Gracie no pensaba admitirlo. Era algo peligroso, alocado y, además, sólo por su parte.

– Riley pertenece a mi pasado y allí es donde la a quedarse. ¿Crees que me siento orgullosa de lo que le hice? Odio que todo el mundo se acuerde, que no haga más que hablar de ello. Lo último que deseo hacer es añadir leña al fuego. Además, ¿qué es lo que está haciendo aquí? ¿Y lo de presentarse a alcalde? ¿A qué viene eso?

– Yo sólo puedo hablar de cosas que son de conocimiento público.

Gracie miró fijamente a su amiga. Apretó con firmeza los labios para no quedarse boquiabierta, pero estaba segura de que los ojos se le estaban saliendo de las órbitas.

– ¿Eres su abogada?

– Me ocupo de algunos asuntos suyos.

– ¿Cuánto tiempo va a estar en la ciudad?

– Eso depende.

– No me estás ayudando en lo más mínimo. ¿Sabes por qué se presenta a alcalde?

– Sí.

– ¿Me lo vas a decir?

– No.

– No eres una compañía muy divertida, ¿lo sabías?

– Lo sé, pero no puedo -reiteró Jill-. Si embargo, si vuelves a verlo la próxima vez que estés espiando en su casa, se lo puedes preguntar tú misma.

– Ni siquiera por dinero. No quiero tener que volver a ver nada con Riley. La humillación sería demasiado grande.

– Muy bien. Mientras estés segura de que no es el hombre de tu vida…

Gracie la miró y se echó a reír.

– Si lo es, te aseguro que me convertiré al catolicismo y tomaré los votos.


A Franklin Yardley le gustaban los relojes. Tenía una impresionante colección que guardaba en un cajón de su cómoda Todas las mañanas, después de elegir traje y corbata, elegía cuidadosamente el reloj que iba a llevar aquel día. Los Omega eran sus favoritos, pero tenía tres Rolex porque todo el mundo esperaba que un hombre de su posición tuviera uno.

– Es una cuestión de percepción -se recordó, mientras se miraba el Omega que llevaba parcialmente oculto por el puño de la camisa.

No obstante, aquel día no estaba interesado en encontrar un reloj para él. Giró la página del catálogo de joyería y se detuvo cuando vio el muestrario de relojes de señora. No. Iba adquirir un reloj para alguien muy especial.

Un Movad sencillo pero muy elegante le llamó la atención.

– Perfecto.

Resultaba lo suficientemente atractivo como para impresionar a la dama en cuestión, pero no tan llamativo como para atraer la atención sobre sí mismo.

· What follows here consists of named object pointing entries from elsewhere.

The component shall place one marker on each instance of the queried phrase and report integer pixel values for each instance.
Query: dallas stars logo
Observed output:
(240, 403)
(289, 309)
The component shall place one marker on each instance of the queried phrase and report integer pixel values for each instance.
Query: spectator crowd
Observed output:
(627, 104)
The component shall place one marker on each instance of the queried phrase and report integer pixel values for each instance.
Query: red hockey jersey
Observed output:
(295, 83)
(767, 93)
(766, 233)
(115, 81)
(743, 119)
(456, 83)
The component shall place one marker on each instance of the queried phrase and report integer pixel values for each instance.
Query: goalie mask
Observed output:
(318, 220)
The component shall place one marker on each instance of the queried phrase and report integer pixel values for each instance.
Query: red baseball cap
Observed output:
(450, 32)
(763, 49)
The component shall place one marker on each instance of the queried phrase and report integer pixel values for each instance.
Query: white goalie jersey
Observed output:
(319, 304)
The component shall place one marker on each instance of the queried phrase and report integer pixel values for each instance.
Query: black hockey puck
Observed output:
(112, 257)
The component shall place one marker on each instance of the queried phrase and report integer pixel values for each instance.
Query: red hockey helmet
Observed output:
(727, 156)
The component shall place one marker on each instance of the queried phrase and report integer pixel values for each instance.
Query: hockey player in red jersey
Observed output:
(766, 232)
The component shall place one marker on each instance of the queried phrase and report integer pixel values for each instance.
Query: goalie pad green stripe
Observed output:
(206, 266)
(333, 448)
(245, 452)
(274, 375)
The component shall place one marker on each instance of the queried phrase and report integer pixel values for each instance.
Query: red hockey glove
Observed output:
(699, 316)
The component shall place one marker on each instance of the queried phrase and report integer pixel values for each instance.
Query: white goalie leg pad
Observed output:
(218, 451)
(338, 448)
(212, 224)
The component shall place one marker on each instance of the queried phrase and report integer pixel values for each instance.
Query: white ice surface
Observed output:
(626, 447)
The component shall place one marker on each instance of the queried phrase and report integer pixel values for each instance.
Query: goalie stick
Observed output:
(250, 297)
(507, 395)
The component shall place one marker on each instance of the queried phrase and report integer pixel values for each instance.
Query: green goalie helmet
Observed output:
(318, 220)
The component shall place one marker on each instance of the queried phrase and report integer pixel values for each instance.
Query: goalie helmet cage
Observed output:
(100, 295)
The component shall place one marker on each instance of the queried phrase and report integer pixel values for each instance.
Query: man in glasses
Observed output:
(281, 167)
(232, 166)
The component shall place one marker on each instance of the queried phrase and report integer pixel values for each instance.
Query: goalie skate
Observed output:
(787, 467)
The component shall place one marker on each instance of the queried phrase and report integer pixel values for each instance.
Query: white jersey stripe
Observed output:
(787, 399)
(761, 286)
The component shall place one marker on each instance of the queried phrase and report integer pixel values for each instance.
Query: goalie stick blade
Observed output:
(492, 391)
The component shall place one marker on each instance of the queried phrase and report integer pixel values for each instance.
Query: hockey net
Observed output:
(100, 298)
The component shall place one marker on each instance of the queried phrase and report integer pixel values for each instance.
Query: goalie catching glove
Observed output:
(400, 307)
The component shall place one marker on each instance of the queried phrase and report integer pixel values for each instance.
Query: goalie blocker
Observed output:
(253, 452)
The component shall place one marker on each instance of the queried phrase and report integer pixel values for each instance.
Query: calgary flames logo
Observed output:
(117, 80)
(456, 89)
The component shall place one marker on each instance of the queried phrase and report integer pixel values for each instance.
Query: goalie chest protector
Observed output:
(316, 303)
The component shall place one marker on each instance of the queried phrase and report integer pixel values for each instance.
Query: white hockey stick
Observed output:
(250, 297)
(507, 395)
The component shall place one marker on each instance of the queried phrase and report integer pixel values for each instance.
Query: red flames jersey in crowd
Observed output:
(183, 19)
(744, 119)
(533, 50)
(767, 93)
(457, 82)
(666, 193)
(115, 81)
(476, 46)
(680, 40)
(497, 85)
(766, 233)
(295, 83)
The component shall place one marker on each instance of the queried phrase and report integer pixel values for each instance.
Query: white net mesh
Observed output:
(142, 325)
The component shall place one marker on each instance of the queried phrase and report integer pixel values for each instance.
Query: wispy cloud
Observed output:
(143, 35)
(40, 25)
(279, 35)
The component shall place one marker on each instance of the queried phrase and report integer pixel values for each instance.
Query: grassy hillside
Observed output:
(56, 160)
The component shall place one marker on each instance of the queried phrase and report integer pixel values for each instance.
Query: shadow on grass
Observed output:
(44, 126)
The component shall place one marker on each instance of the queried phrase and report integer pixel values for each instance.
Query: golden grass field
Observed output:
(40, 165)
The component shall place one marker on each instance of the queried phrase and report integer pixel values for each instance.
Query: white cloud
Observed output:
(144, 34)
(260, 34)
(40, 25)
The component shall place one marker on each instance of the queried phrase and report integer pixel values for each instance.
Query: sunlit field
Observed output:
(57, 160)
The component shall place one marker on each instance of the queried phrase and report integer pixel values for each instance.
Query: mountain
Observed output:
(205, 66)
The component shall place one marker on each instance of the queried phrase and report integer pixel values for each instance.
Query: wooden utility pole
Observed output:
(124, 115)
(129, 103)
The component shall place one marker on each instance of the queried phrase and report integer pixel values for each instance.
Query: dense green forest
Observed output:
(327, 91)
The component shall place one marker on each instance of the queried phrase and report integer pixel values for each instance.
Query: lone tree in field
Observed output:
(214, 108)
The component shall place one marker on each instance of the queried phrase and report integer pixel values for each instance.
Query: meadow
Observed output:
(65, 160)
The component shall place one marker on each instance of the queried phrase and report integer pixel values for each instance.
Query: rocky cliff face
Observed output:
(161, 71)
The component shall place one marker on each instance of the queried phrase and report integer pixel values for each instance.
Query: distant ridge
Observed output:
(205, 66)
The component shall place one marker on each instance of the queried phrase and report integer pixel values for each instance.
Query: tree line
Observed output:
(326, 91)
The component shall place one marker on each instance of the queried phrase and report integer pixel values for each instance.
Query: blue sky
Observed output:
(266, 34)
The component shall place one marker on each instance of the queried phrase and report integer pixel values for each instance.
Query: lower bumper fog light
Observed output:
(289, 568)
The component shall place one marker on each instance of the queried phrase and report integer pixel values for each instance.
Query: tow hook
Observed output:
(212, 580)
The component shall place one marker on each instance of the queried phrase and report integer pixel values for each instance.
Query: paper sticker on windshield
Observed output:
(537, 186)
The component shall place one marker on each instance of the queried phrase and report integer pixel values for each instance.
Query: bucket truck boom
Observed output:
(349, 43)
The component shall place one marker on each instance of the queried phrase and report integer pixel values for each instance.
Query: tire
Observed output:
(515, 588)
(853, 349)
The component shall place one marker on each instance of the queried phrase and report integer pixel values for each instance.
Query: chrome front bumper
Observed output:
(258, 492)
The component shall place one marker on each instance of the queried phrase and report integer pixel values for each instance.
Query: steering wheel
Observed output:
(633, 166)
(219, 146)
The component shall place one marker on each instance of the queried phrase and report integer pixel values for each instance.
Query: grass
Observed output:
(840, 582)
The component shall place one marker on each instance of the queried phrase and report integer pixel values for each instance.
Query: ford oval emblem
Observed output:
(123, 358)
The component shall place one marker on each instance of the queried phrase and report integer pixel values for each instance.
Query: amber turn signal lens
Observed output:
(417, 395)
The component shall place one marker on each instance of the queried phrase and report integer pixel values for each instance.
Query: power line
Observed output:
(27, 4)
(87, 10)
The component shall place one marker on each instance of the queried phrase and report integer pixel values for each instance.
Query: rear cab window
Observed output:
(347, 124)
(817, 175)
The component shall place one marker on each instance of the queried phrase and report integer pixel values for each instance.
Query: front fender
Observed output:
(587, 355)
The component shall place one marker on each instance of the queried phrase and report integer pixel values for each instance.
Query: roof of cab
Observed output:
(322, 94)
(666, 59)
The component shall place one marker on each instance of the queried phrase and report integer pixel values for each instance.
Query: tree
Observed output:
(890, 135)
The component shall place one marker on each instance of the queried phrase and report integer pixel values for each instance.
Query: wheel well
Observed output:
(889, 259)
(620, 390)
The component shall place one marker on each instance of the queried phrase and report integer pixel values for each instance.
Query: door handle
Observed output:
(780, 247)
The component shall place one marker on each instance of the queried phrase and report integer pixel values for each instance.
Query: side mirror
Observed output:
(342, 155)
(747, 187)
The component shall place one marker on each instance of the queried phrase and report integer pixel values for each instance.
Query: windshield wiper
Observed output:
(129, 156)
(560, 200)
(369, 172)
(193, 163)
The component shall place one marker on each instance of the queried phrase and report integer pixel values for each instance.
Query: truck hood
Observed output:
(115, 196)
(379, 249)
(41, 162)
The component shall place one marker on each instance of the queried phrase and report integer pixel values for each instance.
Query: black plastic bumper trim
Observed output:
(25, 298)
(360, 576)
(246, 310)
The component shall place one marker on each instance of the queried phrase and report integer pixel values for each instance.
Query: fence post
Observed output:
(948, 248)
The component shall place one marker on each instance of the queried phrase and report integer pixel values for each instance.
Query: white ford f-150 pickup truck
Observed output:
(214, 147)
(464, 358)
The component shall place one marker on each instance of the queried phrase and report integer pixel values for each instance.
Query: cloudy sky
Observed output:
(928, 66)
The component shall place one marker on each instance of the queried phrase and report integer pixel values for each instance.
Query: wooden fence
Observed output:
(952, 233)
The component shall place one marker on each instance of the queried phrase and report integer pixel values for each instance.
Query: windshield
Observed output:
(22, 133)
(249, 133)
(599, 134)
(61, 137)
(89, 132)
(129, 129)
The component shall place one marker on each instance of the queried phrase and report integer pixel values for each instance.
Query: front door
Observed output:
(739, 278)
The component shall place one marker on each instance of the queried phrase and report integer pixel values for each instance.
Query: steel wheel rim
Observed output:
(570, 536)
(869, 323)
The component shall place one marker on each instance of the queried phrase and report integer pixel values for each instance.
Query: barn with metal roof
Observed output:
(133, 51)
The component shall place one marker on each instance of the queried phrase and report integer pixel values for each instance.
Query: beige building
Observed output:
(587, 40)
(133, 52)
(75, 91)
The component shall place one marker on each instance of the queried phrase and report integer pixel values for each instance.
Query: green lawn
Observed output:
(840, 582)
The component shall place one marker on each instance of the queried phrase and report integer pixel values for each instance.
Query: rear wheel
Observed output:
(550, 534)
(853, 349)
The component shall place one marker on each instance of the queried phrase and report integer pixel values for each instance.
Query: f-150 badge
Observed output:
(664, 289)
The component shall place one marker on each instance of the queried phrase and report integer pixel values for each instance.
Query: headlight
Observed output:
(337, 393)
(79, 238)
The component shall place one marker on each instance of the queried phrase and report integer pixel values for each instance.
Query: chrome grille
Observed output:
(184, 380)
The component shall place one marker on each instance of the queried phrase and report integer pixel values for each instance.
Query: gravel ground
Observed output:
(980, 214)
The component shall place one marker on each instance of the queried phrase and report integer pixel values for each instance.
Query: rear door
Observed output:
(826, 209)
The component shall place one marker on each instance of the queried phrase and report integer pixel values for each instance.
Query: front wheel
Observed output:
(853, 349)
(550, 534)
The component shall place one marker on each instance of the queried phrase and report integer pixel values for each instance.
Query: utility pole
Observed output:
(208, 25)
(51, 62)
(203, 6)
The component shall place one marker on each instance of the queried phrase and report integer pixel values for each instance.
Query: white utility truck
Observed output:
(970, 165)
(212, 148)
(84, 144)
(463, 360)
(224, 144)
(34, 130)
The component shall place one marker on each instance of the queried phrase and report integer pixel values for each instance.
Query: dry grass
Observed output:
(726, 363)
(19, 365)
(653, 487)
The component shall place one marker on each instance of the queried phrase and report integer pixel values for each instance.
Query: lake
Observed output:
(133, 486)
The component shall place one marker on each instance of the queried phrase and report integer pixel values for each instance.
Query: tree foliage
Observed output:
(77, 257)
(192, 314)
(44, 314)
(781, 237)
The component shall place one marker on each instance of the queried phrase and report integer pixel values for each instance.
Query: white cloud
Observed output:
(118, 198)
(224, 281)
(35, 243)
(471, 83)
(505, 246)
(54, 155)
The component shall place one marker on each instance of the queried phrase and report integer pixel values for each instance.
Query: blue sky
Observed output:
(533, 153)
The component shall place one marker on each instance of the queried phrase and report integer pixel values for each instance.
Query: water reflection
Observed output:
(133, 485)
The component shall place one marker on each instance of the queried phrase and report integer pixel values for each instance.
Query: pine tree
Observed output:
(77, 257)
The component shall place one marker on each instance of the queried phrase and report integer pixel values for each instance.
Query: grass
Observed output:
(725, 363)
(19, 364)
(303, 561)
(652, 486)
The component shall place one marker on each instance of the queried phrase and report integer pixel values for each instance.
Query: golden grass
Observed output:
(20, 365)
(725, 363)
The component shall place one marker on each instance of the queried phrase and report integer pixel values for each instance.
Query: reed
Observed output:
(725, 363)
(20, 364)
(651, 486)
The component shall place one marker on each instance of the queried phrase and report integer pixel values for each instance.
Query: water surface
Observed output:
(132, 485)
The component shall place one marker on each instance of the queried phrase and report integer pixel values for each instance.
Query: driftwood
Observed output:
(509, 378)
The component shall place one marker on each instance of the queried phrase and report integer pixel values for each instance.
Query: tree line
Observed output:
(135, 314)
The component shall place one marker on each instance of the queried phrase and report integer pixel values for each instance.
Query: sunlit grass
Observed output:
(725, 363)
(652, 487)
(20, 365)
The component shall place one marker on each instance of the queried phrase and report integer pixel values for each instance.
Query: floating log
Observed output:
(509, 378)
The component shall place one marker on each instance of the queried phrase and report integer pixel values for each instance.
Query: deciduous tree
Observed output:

Anotó el modelo y luego miró el calendario. Necesitaría un día más o menos para conseguir los mil doscientos dólares que costaba el reloj. No podía comprarlo con su tarjeta de crédito. Sandra, su mujer, no había trabajado un día en toda su vida, pero controlaba hasta el último centavo de su dinero. De algún modo, Yardley había dado por sentado que la hija de un millonario no se preocuparía de cosas como presupuestos y gastos, pero Sandra sí. Creía que, dado que la riqueza del matrimonio provenía de su parte, era ella la que tenía la última palabra sobre cómo se gastaba.

A pesar de todo, después de veintiocho años de matrimonio, Frank había hecho las paces con el puño cerrado de su esposa y había encontrado el modo de conseguir lo que quería sin que ella se enterara.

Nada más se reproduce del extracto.